There are two different questions:
1. Which insurance companies are the best to buy from? That has to do with their financial reliability, ease in handling claims, and generally if they are helpful or jerk you around. I think Consumer Reports did a review of this - if they have one, it is worth paying for the on-line fee to check it out. There are also companies that specialize in rating insurance companies (Best, I think??)

2. What does their standard policy cover or not cover? We bought a high end home, the agent came back with plan which provided coverage for kidnapping (pretty useless) but also for the home electronics that run our lights and thermostat (much more useful). So, you would want to get a copy of what is covered by each policy and do a line by line comparison in terms of what items and what perils are covered.
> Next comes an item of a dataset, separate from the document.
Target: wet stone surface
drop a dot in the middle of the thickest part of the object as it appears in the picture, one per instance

State Farm and Allstate are both decent by criteria #1. Your agent's policy is probably much more comprehensive by criteria #2, but you have to decide if the additional coverage is worth the cost.
posted by metahawk at 11:47 AM on March 4, 2011

For what its worth I have had Allstate for both home and auto insurance for the past ten years. I have had to make a claim for both the home owners and vehicle policy within the last 2 years. Both claims were smooth and simple. For the home owners claim they didn't even come out too look at the damage, did not even require me to get multiple quotes. The auto claim was just about as simple pulled into one of there centers they looked at the damage and issued me a check right on the spot which ended up covering the repair in full even after my deductible (although that may be more of testament to the shop I used). I have not shopped around lately but I know when my wife was my girlfriend she had Geico for her auto insurance and switching to Allstate saved her about $200.00 per year. Out of all the companies I have to write a check to each month Allstate is pretty close to the top in terms of customer satisfaction.
posted by jmsta at 12:24 PM on March 4, 2011

How on earth can there be no ceiling on the cost to rebuild? These plans are priced at their maximum out of pocket, so this sounds like snake oil.
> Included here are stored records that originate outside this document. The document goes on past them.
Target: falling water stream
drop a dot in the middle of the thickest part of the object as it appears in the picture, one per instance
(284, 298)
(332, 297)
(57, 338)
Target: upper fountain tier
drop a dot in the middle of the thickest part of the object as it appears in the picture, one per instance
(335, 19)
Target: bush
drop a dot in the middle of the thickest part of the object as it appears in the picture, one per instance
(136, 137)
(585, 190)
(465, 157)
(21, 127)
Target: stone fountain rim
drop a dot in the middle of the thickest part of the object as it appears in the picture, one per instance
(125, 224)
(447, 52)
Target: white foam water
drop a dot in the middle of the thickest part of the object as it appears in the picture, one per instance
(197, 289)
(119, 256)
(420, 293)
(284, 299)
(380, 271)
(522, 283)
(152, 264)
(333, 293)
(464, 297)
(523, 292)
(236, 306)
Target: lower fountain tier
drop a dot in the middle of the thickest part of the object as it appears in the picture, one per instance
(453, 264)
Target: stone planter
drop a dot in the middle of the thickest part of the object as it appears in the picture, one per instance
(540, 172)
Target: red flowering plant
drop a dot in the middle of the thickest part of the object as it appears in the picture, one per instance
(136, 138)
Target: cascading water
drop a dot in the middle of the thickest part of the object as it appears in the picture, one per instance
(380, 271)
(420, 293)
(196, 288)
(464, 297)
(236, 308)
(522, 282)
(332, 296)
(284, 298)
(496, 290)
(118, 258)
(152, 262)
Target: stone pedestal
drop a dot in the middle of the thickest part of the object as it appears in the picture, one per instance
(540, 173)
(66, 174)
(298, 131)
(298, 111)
One question: Despite what you may have paid for the house, is $260K enough for you to rebuild?
posted by fusinski at 1:19 PM on March 4, 2011

This is totally anecdotal, but when my wife was going through a personal injury claim against Erie (for an auto accident) a couple of years ago, our attorney was very clear what he thought about Erie, and it wasn't good. All insurance companies are going to look for outs to avoid paying claims, but he felt that Erie was particularly aggressive at it, at the expense of the injured parties.

Is it possible that Erie, not having a significant in-house sales team, pays higher commissions than Allstate or State Farm?
posted by COD at 1:37 PM on March 4, 2011

Have had State Farm for years - they've paid promptly on claims, didn't jump my rates on car stuff after fender bender, adjuster went to bat for us to get us more than we were covered for when our chimney blew down. My understanding is that they haven't been so good in places like Florida post hurricanes but my experience in Michigan has been very good and my current agent is first rate.
posted by leslies at 1:50 PM on March 4, 2011 [1 favorite]
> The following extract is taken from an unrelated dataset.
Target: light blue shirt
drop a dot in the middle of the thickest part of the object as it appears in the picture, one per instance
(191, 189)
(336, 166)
My State Farm experience has pretty much mirrored leslies' experience. Our agents (one retired and now we have a new one) have been responsive and prompt and every claim we've made has been paid.
posted by cooker girl at 2:33 PM on March 4, 2011

Salesman lie, more often out of ignorance about their products than outright attempts at deception. But with an insurance policy you need to be informed about the policy's ins and outs, and it doesn't sound like that agent is making things clear. I'd find a different agent. We've had State Farm for ages, without a claim, but our agent has been very helpful and took the time to explain everything as we went along. We've added things here and there and each time he's done a great job explaining it.
posted by wkearney99 at 5:17 PM on March 4, 2011

Echoing others re: State Farm. I've had auto and homeowner with them for about 15 years. I've only ever made one claim, after a fender bender. It was handled quickly, without hassle and my rates didn't go up.